During the years ended December 31, 2022 and 2021, the Company granted a total of 3,065,000 and 4,535,117 stock options, respectively, and 9,069,500 and 5,497,700 RSUs, respectively, to employees under the Plans. The RSUs typically vest annually over a three- or four-year period and the stock options typically vest quarterly over a four-year period. Also during 2022 and 2021, the Company granted a total of 1,919,500 and 2,008,800 RSUs, respectively, to employees under the Plans that vest upon the achievement of specified performance conditions.

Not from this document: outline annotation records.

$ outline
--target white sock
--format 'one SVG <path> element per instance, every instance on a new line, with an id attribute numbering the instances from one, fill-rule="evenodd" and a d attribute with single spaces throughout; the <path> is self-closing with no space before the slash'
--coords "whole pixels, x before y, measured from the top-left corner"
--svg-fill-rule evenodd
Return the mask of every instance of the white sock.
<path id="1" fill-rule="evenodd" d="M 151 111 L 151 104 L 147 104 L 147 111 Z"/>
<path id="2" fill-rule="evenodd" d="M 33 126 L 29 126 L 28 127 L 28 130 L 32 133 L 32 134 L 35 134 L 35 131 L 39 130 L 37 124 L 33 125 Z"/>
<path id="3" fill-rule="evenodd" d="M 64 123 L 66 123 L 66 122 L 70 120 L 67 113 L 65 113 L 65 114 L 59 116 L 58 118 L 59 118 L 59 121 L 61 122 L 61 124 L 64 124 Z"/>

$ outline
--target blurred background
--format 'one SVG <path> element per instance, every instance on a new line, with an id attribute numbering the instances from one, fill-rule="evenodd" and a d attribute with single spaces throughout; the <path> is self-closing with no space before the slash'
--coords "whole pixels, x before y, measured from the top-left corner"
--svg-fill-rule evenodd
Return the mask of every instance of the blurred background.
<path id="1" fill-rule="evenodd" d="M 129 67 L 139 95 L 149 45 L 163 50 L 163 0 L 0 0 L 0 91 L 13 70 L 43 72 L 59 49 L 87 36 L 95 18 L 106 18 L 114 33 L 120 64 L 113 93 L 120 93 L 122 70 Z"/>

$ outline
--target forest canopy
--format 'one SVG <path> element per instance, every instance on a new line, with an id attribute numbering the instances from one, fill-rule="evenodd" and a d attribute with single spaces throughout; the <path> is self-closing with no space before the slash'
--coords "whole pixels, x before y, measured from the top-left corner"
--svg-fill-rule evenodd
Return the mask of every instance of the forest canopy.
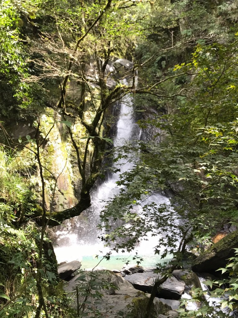
<path id="1" fill-rule="evenodd" d="M 77 313 L 69 305 L 47 232 L 90 206 L 122 156 L 133 168 L 101 211 L 105 244 L 130 251 L 163 232 L 155 252 L 172 253 L 174 269 L 224 224 L 237 230 L 238 14 L 236 0 L 2 0 L 0 317 L 86 315 L 85 304 Z M 115 105 L 126 96 L 150 138 L 119 152 Z M 134 213 L 158 193 L 169 206 Z M 227 286 L 218 307 L 230 312 L 231 260 L 218 283 Z M 178 316 L 224 316 L 220 307 L 181 307 Z"/>

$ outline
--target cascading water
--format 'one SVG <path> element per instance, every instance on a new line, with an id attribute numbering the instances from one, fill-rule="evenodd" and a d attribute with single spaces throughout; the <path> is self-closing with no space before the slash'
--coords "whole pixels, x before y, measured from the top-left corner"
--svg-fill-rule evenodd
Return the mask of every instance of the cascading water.
<path id="1" fill-rule="evenodd" d="M 132 98 L 126 95 L 119 104 L 120 113 L 117 123 L 117 134 L 114 140 L 114 145 L 118 149 L 130 141 L 139 140 L 141 133 L 141 130 L 135 122 Z M 62 225 L 57 227 L 56 234 L 58 238 L 55 242 L 54 250 L 58 263 L 78 259 L 82 261 L 83 268 L 92 267 L 98 262 L 96 260 L 93 261 L 94 255 L 104 255 L 109 251 L 109 249 L 105 248 L 98 237 L 100 234 L 97 227 L 99 222 L 99 215 L 104 209 L 105 201 L 119 190 L 119 187 L 116 183 L 119 174 L 128 171 L 133 167 L 133 163 L 123 158 L 120 159 L 117 164 L 120 167 L 120 172 L 113 174 L 107 181 L 92 191 L 91 206 L 80 215 L 67 220 Z M 167 198 L 159 194 L 148 200 L 157 204 L 169 203 Z M 147 201 L 144 202 L 144 204 L 146 203 Z M 142 263 L 144 266 L 154 266 L 159 259 L 158 256 L 155 256 L 153 248 L 158 244 L 158 238 L 149 235 L 147 238 L 147 240 L 142 241 L 135 248 L 133 254 L 134 255 L 136 252 L 142 256 L 145 259 Z M 146 258 L 149 256 L 149 261 L 146 262 Z M 109 269 L 121 268 L 125 261 L 119 261 L 118 257 L 117 254 L 113 255 L 109 262 L 100 265 Z M 112 260 L 113 257 L 114 261 Z M 125 258 L 125 254 L 123 257 Z M 126 257 L 129 259 L 130 256 L 128 255 Z"/>

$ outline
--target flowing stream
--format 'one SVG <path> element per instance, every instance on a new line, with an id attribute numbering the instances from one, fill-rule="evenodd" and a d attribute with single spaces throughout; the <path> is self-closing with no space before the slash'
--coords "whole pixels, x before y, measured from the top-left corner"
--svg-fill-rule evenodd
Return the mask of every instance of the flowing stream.
<path id="1" fill-rule="evenodd" d="M 120 107 L 120 112 L 117 125 L 117 135 L 113 142 L 114 146 L 119 149 L 127 142 L 139 140 L 141 130 L 135 121 L 132 97 L 129 95 L 125 96 L 117 106 Z M 117 164 L 120 166 L 120 172 L 113 174 L 107 181 L 92 191 L 91 206 L 79 216 L 66 220 L 61 225 L 57 227 L 56 234 L 58 238 L 54 250 L 58 263 L 78 260 L 82 262 L 82 268 L 92 268 L 98 264 L 103 255 L 109 252 L 109 248 L 104 247 L 98 238 L 100 234 L 97 227 L 99 223 L 99 215 L 104 209 L 105 201 L 119 190 L 119 187 L 116 183 L 119 174 L 129 170 L 133 165 L 123 158 Z M 159 194 L 151 197 L 143 204 L 148 203 L 148 200 L 158 204 L 169 203 L 167 198 Z M 139 205 L 137 206 L 139 210 L 141 208 Z M 138 212 L 139 213 L 139 211 Z M 122 255 L 113 253 L 109 261 L 103 259 L 99 266 L 109 269 L 120 269 L 137 252 L 144 259 L 142 266 L 154 267 L 160 259 L 158 255 L 155 256 L 154 251 L 158 238 L 149 234 L 147 238 L 147 240 L 142 241 L 131 253 Z M 99 256 L 98 259 L 95 258 L 96 255 Z M 133 261 L 130 264 L 133 265 Z"/>

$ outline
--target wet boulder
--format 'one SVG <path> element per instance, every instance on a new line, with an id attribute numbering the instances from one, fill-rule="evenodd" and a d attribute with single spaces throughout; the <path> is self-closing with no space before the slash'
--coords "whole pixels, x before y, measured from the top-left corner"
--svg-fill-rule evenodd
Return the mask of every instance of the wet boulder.
<path id="1" fill-rule="evenodd" d="M 228 234 L 197 257 L 192 269 L 199 273 L 214 273 L 224 267 L 228 259 L 235 255 L 234 248 L 238 248 L 238 231 Z"/>
<path id="2" fill-rule="evenodd" d="M 135 265 L 133 266 L 124 266 L 122 268 L 121 273 L 123 276 L 131 275 L 136 273 L 144 273 L 146 271 L 142 266 Z"/>
<path id="3" fill-rule="evenodd" d="M 61 279 L 66 279 L 81 267 L 81 263 L 78 260 L 73 260 L 69 263 L 61 263 L 58 266 L 59 277 Z"/>
<path id="4" fill-rule="evenodd" d="M 191 289 L 193 287 L 201 288 L 199 279 L 197 274 L 192 271 L 187 269 L 175 269 L 172 275 L 178 280 L 183 281 L 186 288 Z"/>
<path id="5" fill-rule="evenodd" d="M 97 301 L 92 297 L 92 303 L 88 304 L 90 307 L 93 306 L 94 309 L 98 310 L 104 317 L 107 318 L 118 318 L 119 317 L 126 317 L 128 315 L 131 318 L 144 318 L 146 316 L 146 309 L 150 295 L 147 295 L 140 291 L 137 290 L 129 282 L 126 280 L 119 274 L 108 270 L 96 271 L 93 272 L 97 281 L 106 281 L 111 285 L 109 288 L 103 287 L 99 289 L 103 295 L 101 299 Z M 91 273 L 84 272 L 86 280 L 89 281 Z M 76 275 L 71 280 L 66 283 L 64 289 L 66 292 L 71 294 L 74 302 L 73 307 L 77 308 L 77 300 L 75 291 L 78 286 L 78 290 L 80 286 L 83 287 L 85 281 L 80 281 L 82 273 Z M 84 289 L 84 291 L 85 289 Z M 96 292 L 92 291 L 93 293 Z M 80 299 L 80 301 L 81 300 Z M 94 301 L 94 300 L 95 301 Z M 150 317 L 157 317 L 160 314 L 167 315 L 171 309 L 171 307 L 166 303 L 158 299 L 154 300 Z"/>
<path id="6" fill-rule="evenodd" d="M 133 62 L 126 59 L 119 59 L 113 63 L 113 66 L 116 69 L 123 67 L 127 70 L 132 70 L 134 64 Z"/>
<path id="7" fill-rule="evenodd" d="M 148 271 L 144 273 L 137 273 L 125 278 L 131 283 L 137 289 L 145 293 L 151 292 L 155 280 L 160 279 L 161 276 L 155 273 L 153 271 Z M 185 283 L 180 281 L 173 276 L 168 278 L 160 286 L 159 291 L 156 296 L 170 299 L 180 299 L 184 291 Z"/>

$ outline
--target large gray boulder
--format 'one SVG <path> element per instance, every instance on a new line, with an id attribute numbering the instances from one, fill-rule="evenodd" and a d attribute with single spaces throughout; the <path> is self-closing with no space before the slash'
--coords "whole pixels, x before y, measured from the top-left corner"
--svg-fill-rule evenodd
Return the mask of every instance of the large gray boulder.
<path id="1" fill-rule="evenodd" d="M 61 279 L 66 279 L 81 267 L 81 263 L 78 260 L 64 263 L 58 267 L 59 277 Z"/>
<path id="2" fill-rule="evenodd" d="M 125 278 L 137 289 L 150 293 L 155 279 L 159 279 L 161 277 L 160 275 L 154 273 L 153 271 L 148 271 L 144 273 L 137 273 L 130 276 L 126 276 Z M 156 296 L 167 299 L 180 299 L 184 292 L 185 286 L 183 282 L 180 281 L 172 276 L 160 286 Z"/>
<path id="3" fill-rule="evenodd" d="M 166 304 L 170 307 L 173 310 L 176 310 L 178 309 L 180 302 L 178 300 L 174 300 L 174 299 L 165 299 L 164 298 L 158 298 L 163 304 Z"/>
<path id="4" fill-rule="evenodd" d="M 188 269 L 175 269 L 173 272 L 172 275 L 178 280 L 184 282 L 186 289 L 191 289 L 193 287 L 201 288 L 197 275 L 192 271 Z"/>
<path id="5" fill-rule="evenodd" d="M 149 295 L 137 290 L 129 282 L 126 280 L 119 274 L 115 273 L 108 270 L 97 271 L 96 273 L 97 280 L 106 281 L 112 284 L 114 287 L 102 289 L 99 290 L 103 295 L 101 299 L 97 301 L 92 298 L 92 303 L 89 306 L 93 306 L 95 310 L 98 310 L 107 318 L 118 318 L 125 317 L 127 314 L 131 318 L 144 318 Z M 87 275 L 86 281 L 90 279 L 90 273 L 85 272 Z M 76 286 L 84 286 L 85 282 L 81 281 L 78 278 L 82 277 L 81 273 L 76 275 L 70 281 L 67 283 L 64 287 L 65 291 L 70 293 L 74 301 L 74 307 L 76 307 L 77 301 L 75 291 Z M 92 291 L 93 292 L 93 291 Z M 79 299 L 80 301 L 81 299 Z M 155 299 L 152 305 L 151 317 L 158 317 L 160 314 L 167 315 L 171 309 L 171 307 L 158 299 Z M 120 312 L 120 315 L 119 313 Z"/>
<path id="6" fill-rule="evenodd" d="M 229 234 L 214 244 L 194 261 L 192 269 L 199 273 L 213 273 L 224 267 L 238 248 L 238 231 Z"/>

In addition, during the years ended December 31, 2022 and 2021, the Company granted a total of 1,973,124 and 278,271 stock options, respectively, and 1,597,955 and 218,000 RSUs, respectively, to members of the Company’s Board of Directors under the Plans. The RSUs vest in equal installments over a three-year period upon the earlier of the anniversary of the grant date or the Company’s annual general meeting of shareholders in such anniversary year. The stock options vest in full upon the earlier of the one-year anniversary of the grant date or the Company’s annual general meeting of shareholders in such anniversary year. Upon termination of service to the Company or upon a change of control, each director shall be entitled to a payment equal to the fair market value of one share of Amarin common stock per award vested or granted, respectively, which is required to be made in shares.